Наутро Компьень проснулся опьяненный и преображенный; вернее сказать, Компьень вовсе не засыпал.
Еще накануне в городе расположились передовые части королевской гвардии. Пока офицеры знакомились с местностью, нотабли вместе с интендантом малых забав готовили город к великой чести, выпавшей на его долю.
Триумфальными арками из зелени, целыми аллеями роз и сирени, надписями на латинском, французском и немецком языках в стихах и прозе — вот чем до самого вечера занимались пикардийские городские власти.
По традиции, идущей с незапамятных времен, девушки были одеты в белое, эшевены — в черное, монахи-францисканцы были в серых рясах, священники — в самых богатых своих облачениях; солдаты и офицеры гарнизона в новых мундирах заняли свои посты и готовы были выступить, как только объявят о прибытии принцессы.
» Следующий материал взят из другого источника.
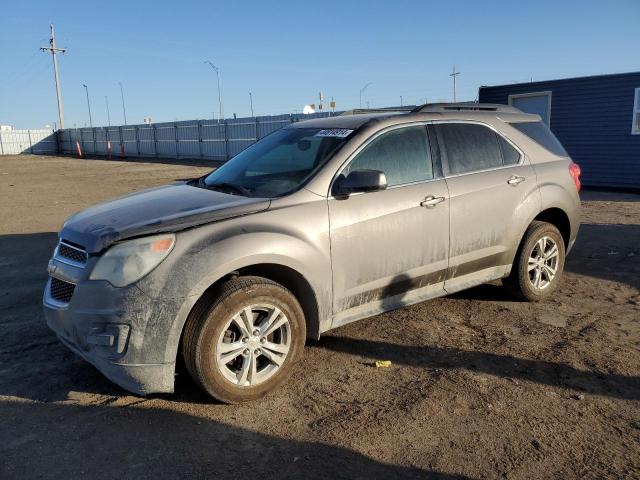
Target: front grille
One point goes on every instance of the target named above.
(61, 291)
(72, 253)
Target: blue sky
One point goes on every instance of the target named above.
(286, 52)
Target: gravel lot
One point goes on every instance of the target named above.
(481, 386)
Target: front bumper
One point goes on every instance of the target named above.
(109, 328)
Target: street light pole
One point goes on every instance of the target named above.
(361, 91)
(86, 89)
(454, 74)
(217, 70)
(124, 112)
(106, 101)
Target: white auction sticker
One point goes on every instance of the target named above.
(334, 132)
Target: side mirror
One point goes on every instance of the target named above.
(360, 181)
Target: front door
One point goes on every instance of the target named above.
(390, 247)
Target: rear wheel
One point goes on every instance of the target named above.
(244, 344)
(539, 263)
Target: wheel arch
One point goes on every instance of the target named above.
(559, 219)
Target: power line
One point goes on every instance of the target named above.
(53, 50)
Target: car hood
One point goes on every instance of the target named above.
(169, 208)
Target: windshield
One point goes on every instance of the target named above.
(278, 164)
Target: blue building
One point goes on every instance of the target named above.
(597, 119)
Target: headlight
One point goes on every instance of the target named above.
(129, 261)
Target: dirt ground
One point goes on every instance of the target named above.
(481, 386)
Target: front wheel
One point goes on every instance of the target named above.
(244, 345)
(539, 263)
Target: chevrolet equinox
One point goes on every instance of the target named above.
(316, 225)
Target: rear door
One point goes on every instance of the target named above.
(385, 244)
(492, 190)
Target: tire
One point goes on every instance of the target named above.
(217, 330)
(531, 277)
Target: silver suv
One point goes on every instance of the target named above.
(317, 225)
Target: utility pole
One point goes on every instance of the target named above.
(86, 89)
(124, 111)
(454, 75)
(217, 70)
(54, 50)
(361, 91)
(106, 101)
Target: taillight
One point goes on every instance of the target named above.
(574, 171)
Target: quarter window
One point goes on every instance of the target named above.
(402, 154)
(635, 127)
(469, 148)
(510, 156)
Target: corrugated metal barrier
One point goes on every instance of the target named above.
(210, 139)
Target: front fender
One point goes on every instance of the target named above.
(203, 256)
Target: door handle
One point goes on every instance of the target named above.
(515, 180)
(431, 201)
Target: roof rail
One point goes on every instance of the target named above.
(359, 111)
(466, 107)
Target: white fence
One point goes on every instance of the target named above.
(14, 142)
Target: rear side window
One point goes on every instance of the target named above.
(542, 135)
(402, 154)
(469, 148)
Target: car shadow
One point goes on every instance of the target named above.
(505, 366)
(608, 252)
(102, 442)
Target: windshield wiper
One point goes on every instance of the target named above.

Выехавший накануне дофин прибыл в Компьень инкогнито часов около одиннадцати вечера в сопровождении обоих братьев. Рано утром он сел на коня, словно простой смертный, и в сопровождении пятнадцатилетнего графа Прованского и тринадцатилетнего графа д’Артуа поскакал галопом в направлении Рибекура навстречу ее высочеству.
Эта учтивость пришла в голову не юному принцу, а его наставнику, г-ну Ла Вогийону. Его призвал к себе накануне Людовик XV и дал указание объяснить дофину обязанности, налагаемые на него событиями, которые должны были произойти в течение ближайших суток.
Чтобы поддержать честь монархии, де Ла Вогийон предложил герцогу Беррийскому последовать примеру королей его рода: Генриха IV, Людовика XIII, Людовика XIV, Людовика XV — каждому из них в свое время хотелось увидеть свою будущую супругу еще до церемонии, во время путешествия в меньшей степени готовую выдержать придирчивый осмотр.
На своих быстрых скакунах они проехали три или четыре льё за полчаса. Перед отъездом дофин был серьезен, а его братья веселились. В половине девятого они уже возвращались в город: дофин был все так же серьезен, граф Прованский — угрюм, только граф д’Артуа казался еще веселее, чем утром.
Дело в том, что герцог Беррийский волновался, граф Прованский изнывал от ревности, а граф д’Артуа был восхищен. Причина была одна: они убедились, что принцесса очень красива.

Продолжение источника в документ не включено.